Although, yes, I understand that you were looking for one that brings a lot of play and energy in your life. Why not spend some time at the shelter you picked Tessa up from and play with some dogs there? Yeah, I know that would probably make you want to get another one, and maybe you can a few months down the line, but this is just a suggestion :) Tessa definitely likes you, and clearly needs you. I like Combat's idea of an obedience class as well - you say she does show some attempts to play with dogs when you go to the park. It'll give you an opportunity to release your fun energy with other pups :)

And yeah, like ruth said, these guys definitely pick up your moods, and reflect it. I KNOW it is NOT easy to be happy, chirpy around a dog that just does not want to be, but I've seen the difference it makes. In my house. Since Boone was so laid back, my hubby became really serious and quiet around him as well. Whereas I kept clowning around no matter how much Boone didn't want to (inclluding cuddling, wrestling, talking, simply lying down next to him, picking him up and transferring him to the other side, tickling, bugging - name it, I did it). Now, Boone'll play with me, but not with him as much. It'll definitely make a little difference. Like you said already, slow going, and loads of patience needed :)
 

SavingGrace

Well-Known Member
I've never experienced a TM, but am on my second CC and can tell you that when I come let the dogs out at lunch, I walk into the house and wait 5 minutes. Eventually my CC hops out of OUR bed to greet me, she was sleeping and I disturbed her beauty sleep. She consistently sleeps longer than me and is more than happy to laze on the couch. Our first was similar. Mastiffs can be lazy - they are definitely not like labs or shepherds or any other breed. It can take some getting used to, but it is WONDERFUL once you experience it. It's strange to say, but have you ever noticed how people who somewhat ignore their dogs get all of their dogs attention? Don't get me wrong, I spoil the crap out of my dogs, but instead of worrying so much about how YOU can get a reaction out of HER - let her come to you. Go about your daily routine and don't worry so much about catering to her. She will tell you when she wants attention.

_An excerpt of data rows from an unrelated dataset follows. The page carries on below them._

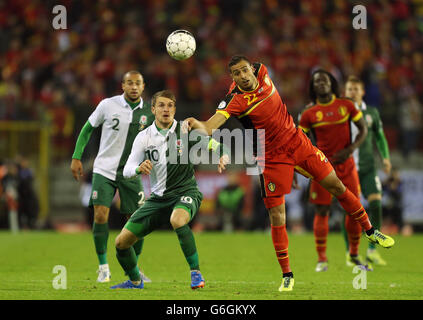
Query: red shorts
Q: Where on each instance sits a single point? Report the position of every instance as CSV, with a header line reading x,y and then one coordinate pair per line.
x,y
278,173
347,173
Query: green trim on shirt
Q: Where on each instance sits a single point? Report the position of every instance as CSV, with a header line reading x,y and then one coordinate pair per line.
x,y
133,105
82,141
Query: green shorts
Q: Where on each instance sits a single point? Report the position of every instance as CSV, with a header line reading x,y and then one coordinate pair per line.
x,y
156,211
369,182
103,191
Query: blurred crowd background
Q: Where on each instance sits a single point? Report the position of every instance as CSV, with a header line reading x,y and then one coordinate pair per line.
x,y
58,77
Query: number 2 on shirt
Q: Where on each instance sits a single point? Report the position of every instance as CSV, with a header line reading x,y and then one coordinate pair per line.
x,y
115,126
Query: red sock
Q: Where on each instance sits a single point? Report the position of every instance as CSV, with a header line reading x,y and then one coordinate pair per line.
x,y
354,208
280,242
354,233
321,230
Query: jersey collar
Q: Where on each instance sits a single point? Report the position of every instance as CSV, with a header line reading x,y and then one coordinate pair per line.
x,y
125,104
328,103
171,129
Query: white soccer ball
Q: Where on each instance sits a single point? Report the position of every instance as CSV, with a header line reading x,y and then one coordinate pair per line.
x,y
180,44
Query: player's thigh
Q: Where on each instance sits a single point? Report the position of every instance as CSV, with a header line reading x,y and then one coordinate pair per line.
x,y
275,182
149,217
312,162
189,201
129,190
370,183
125,239
348,174
102,192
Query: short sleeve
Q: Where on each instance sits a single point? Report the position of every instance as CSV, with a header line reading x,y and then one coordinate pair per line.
x,y
97,118
229,106
355,113
304,122
377,122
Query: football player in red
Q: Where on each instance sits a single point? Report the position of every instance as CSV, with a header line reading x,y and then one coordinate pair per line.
x,y
254,100
329,120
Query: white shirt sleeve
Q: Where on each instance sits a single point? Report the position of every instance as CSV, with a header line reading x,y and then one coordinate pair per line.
x,y
97,118
136,157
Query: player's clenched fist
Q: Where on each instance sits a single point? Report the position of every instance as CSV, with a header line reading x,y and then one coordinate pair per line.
x,y
145,167
224,160
187,124
76,168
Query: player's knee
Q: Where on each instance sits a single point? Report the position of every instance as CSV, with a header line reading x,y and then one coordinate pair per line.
x,y
336,187
277,216
101,214
121,242
322,210
177,221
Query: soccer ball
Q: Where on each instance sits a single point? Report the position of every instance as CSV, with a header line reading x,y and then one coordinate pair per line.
x,y
180,44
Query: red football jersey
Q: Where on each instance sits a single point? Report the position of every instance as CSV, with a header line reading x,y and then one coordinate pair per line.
x,y
331,124
262,108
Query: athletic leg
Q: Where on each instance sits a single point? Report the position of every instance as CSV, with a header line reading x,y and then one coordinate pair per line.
x,y
101,232
321,230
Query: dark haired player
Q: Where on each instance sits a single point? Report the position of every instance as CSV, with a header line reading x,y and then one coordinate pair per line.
x,y
254,100
330,121
120,118
365,160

I like the additional training idea - I formed a great bond with both of my dogs during training. It really is a great bonding tool and can increase the amount of respect you both have for each other tremendously, and very quickly.

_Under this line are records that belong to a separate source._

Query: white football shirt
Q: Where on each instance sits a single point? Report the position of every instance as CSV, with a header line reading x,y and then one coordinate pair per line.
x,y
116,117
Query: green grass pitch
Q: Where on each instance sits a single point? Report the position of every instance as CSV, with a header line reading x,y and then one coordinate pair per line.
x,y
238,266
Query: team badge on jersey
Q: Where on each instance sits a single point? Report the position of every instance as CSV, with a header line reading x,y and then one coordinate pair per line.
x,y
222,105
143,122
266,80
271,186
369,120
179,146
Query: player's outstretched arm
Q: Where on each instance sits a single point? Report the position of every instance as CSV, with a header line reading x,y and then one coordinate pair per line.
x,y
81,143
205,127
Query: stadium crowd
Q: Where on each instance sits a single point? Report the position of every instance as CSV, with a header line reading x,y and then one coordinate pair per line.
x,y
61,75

As others have said, it seems like she truly loves you and is happy to see you, just how she expresses it is different. Mastiffs are lazy - and they are crazy smart. They show it differently but they deeply love their family. If you can accept that, wonderful! You could also get a 2nd dog that offers more of the velcro-esque qualities you're looking for. That would give her a playmate and help you with what you need. I can tell you from experience, my velcro dog is my Eurasier. He's a great dog, got confused for a TM when he was a pup, he's much smaller and bonds very closely to people. He isn't real athletic, but he'll face lick the crap outta ya!

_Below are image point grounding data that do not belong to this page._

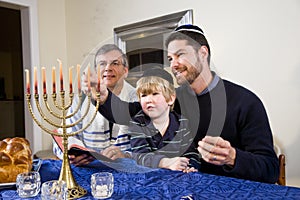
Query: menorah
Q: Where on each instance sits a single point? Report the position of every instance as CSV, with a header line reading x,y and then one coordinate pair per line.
x,y
61,113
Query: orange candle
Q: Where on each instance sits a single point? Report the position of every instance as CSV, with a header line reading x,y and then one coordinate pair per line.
x,y
70,79
27,81
61,76
44,80
53,80
89,81
35,81
78,79
99,77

I don't know how you could compete with a TM/Rottie Mix face-lick! Sounds perfect!!
 

Catia

Well-Known Member
Ok, other admittance, I'm a bit intimidated about the guardian aspect.
I'm not afraid of her, just want to clarify.
I'm worried about the guardian instinct combined with the independent thought.

I know socialization has a LOT to do with it, but the guardian aspect is there in a TM no matter what.

This isn't going to be like socializing a rottie, shepherd or a dane, & I've never had a guardian breed, or at least not of this magnatude.

I've thought about it recently, because now I have to...
It is probably a good idea to have a guardian, especially in my neighborhood when walking at night & similar, but I've never managed it, I don't know what to expect.
Also, I do have a pretty serious health condition & in emergency situations, I can become unresponsive fast, I'd not want people getting hurt if they need to assist me.
It's things like this I am thinking about.
This is also why I am all torn up.
I do not want to put myself in a situation that I cannot manage.

I also love her a lot & do not want to give her up. The guardian thing has to be considered in a different light, it's not like she's a lab.